2016 FSA Posters
P025: RHABDOMYOLYSIS FOLLOWING ROBOTIC SURGERY: ARE MUSCULAR PATIENTS AT INCREASED RISK?
Brandon W Radmall, MD, Christopher R Giordano, MD; University of Florida Department of Anesthesiology
Introduction: Robotic-assisted surgeries create some unique and challenging limitations for anesthesiologists. The docked robot limits access to the patient as well as limits the ability to alter patient positioning. This coupled with a standby surgical technician and a bedside surgeon further limits access for intraoperative changes regarding patient positioning. Robotic procedures tend to be lengthier cases due to positioning, docking, undocking, and the initial learning curve. This makes the initial decision of patient positioning a critical component to the overall success of the patient’s outcome.
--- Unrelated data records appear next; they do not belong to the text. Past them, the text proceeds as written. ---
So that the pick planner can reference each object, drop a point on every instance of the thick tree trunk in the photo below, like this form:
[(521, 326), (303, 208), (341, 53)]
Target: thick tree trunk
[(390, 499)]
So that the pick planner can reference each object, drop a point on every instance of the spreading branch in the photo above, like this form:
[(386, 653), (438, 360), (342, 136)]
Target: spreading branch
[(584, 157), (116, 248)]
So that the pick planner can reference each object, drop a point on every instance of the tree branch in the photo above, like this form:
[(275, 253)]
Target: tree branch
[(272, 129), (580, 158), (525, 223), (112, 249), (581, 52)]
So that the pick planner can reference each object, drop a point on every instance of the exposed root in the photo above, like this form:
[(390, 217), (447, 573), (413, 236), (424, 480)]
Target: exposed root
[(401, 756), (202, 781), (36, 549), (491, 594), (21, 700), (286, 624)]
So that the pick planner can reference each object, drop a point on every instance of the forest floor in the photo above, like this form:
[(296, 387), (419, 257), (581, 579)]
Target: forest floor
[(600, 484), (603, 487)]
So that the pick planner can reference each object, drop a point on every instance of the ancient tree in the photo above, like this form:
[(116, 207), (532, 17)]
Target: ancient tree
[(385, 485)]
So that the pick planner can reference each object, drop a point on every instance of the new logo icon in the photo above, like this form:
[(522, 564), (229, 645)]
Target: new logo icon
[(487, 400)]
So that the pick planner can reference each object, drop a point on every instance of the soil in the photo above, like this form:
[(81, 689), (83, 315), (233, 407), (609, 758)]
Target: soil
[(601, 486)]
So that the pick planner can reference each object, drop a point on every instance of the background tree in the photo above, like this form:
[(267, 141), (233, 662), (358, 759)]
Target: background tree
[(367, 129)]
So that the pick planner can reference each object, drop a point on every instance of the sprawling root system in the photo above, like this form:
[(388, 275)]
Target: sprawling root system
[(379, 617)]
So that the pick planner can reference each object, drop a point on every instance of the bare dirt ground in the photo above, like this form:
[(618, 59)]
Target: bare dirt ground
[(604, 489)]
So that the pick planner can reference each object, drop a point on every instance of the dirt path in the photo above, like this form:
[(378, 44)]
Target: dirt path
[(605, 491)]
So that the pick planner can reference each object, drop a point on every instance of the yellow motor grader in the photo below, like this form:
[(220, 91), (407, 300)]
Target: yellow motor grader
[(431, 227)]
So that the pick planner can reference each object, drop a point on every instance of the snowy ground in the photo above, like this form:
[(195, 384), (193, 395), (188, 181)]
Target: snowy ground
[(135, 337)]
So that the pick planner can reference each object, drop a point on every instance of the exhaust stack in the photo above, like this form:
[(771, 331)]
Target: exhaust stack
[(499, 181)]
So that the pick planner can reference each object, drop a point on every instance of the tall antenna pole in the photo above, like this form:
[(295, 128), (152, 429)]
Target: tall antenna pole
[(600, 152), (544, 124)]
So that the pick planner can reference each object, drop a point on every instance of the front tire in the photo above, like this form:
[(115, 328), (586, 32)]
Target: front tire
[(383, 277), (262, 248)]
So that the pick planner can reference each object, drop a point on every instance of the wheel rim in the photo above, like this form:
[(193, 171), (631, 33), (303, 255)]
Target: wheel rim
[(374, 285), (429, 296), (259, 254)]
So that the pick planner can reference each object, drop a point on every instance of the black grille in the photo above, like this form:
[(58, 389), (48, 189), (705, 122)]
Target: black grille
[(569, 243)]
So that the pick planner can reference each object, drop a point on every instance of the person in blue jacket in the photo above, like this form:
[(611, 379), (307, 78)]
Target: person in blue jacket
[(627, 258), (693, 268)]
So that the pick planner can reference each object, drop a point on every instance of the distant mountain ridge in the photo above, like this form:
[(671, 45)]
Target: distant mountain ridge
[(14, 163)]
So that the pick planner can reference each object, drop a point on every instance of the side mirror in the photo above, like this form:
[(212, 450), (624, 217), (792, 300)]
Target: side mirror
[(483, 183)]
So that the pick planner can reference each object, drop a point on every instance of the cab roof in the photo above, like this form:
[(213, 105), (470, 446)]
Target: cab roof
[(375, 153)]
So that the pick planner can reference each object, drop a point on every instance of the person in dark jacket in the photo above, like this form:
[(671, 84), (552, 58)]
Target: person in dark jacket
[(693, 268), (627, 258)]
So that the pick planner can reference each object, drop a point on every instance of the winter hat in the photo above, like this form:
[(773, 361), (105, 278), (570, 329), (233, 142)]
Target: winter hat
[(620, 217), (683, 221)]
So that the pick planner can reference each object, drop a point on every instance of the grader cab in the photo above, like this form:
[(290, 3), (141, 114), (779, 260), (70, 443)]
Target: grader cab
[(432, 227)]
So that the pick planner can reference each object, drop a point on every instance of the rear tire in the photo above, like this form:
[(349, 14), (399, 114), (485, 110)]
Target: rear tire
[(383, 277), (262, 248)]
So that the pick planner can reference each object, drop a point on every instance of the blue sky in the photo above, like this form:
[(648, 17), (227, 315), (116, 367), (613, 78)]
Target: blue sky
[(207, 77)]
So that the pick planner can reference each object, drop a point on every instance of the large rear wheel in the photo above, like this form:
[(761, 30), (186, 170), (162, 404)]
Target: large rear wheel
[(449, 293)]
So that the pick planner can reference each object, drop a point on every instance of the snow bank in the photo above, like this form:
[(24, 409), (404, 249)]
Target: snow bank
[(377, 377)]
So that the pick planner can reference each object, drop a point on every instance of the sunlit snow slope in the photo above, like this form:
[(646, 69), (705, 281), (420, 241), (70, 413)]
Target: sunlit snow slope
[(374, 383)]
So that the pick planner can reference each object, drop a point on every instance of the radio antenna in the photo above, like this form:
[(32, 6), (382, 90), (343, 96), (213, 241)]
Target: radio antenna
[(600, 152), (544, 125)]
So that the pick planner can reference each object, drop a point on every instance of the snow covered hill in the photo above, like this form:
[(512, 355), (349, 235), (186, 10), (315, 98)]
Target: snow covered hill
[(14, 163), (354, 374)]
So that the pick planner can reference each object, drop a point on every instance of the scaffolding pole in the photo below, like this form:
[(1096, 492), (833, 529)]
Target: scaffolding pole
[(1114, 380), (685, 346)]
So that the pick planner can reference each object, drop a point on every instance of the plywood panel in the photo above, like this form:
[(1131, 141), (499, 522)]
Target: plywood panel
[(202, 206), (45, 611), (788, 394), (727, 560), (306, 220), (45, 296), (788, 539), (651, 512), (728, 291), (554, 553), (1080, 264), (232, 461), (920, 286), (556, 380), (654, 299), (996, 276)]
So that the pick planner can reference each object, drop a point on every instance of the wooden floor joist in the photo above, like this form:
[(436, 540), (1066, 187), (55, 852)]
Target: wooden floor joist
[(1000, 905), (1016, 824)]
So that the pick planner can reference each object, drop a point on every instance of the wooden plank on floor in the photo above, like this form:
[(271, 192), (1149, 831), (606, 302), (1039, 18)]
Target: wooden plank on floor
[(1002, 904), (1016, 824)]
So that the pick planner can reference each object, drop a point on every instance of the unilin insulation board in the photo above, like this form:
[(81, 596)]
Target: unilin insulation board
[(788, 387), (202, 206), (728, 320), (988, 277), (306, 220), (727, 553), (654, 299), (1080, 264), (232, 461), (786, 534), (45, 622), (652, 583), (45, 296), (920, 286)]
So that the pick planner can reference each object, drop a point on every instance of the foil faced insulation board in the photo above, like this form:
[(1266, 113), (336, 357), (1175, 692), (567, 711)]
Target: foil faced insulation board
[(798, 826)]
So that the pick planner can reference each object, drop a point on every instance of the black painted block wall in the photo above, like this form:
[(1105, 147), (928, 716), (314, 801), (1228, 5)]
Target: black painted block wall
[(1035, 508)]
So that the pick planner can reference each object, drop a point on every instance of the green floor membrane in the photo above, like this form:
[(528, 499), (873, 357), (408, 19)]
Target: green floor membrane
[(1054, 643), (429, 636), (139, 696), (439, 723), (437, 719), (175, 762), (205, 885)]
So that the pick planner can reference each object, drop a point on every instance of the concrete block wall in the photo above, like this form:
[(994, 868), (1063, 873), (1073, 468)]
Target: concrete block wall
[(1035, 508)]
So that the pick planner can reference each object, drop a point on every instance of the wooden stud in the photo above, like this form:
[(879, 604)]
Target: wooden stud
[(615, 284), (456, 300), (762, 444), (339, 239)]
Methods: We performed a literature search on patient and procedural risk factors pertinent to two cases of rhabdomyolysis that we encountered following robotic surgery. Our goal was to identify potential risk factors that may have contributed to these complications as well as other factors that our two patients shared that may have not been elucidated in the literature. Search terms included rhabdomyolysis, robot-assisted surgery, complications, and positioning.
Results: At our institution, we had two patients whose post-operative period was complicated by rhabdomyolysis, one that progressed to compartment syndrome requiring fasciotomy. Both underwent robot-assisted pyeloplasty in the right lateral decubitus position. The first had a BMI of 32 kg/m2, significant muscular mass, and underwent robotic surgery for 8 h. Upon emergence from anesthesia, the patient complained of right hip and gluteal pain. Labs were consistent with a diagnosis of rhabdomyolysis (CK 10,500 mcg/L, positive urine myoglobin) and compartment pressure was 26 mmHg. The patient was taken to the OR for fasciotomy and the wound was closed 4 days later. The second patient had a BMI of 32 kg/m2, significant muscular mass, and underwent robotic surgery for 6 h. The following day the patient complained of right hip pain and urine myoglobin and creatinine kinase were both consistent with rhabdomyolysis. The patient was treated conservatively and discharge several days later.
Our literature search revealed two retrospective cohort studies with a diagnosis of rhabdomyolysis following prolonged surgery attributed to positioning.
Gelpi-Hammerschmidt et al. conducted a population based, retrospective cohort study of patients who underwent extirpative renal surgery for treatment of renal tumor between 2004-2013. The cohort included 310,880 open, 174,283 laparoscopic and 69,880 robot-assisted surgeries. Of the individuals studied, 745 (0.001%) of them experienced postoperative rhabdomyolysis. They identified the combination of obesity (BMI 30 kg/m2 or greater), prolonged surgery (greater than 5 hours) and robot-assisted surgery significantly increased the odds of a major complication.
A retrospective review by Terry et al. included 315 consecutive patients over a 6-year period and found that the incidence of post-operative rhabdomyolysis was 3/315 (0.95 %). These patients were identified as having a higher BMI, Charlson Comorbidity Index, and median length of stay than those who did not.
Discussion: With the increased utility of robot assisted surgery comes new anesthetic challenges and complications. Several retrospective reviews have identified a higher BMI, long operative times, and robot-assisted surgery as risk factors for complications for rhabdomyolysis. As our cases demonstrated, patients described as being more muscular may also be at increased risk of complications.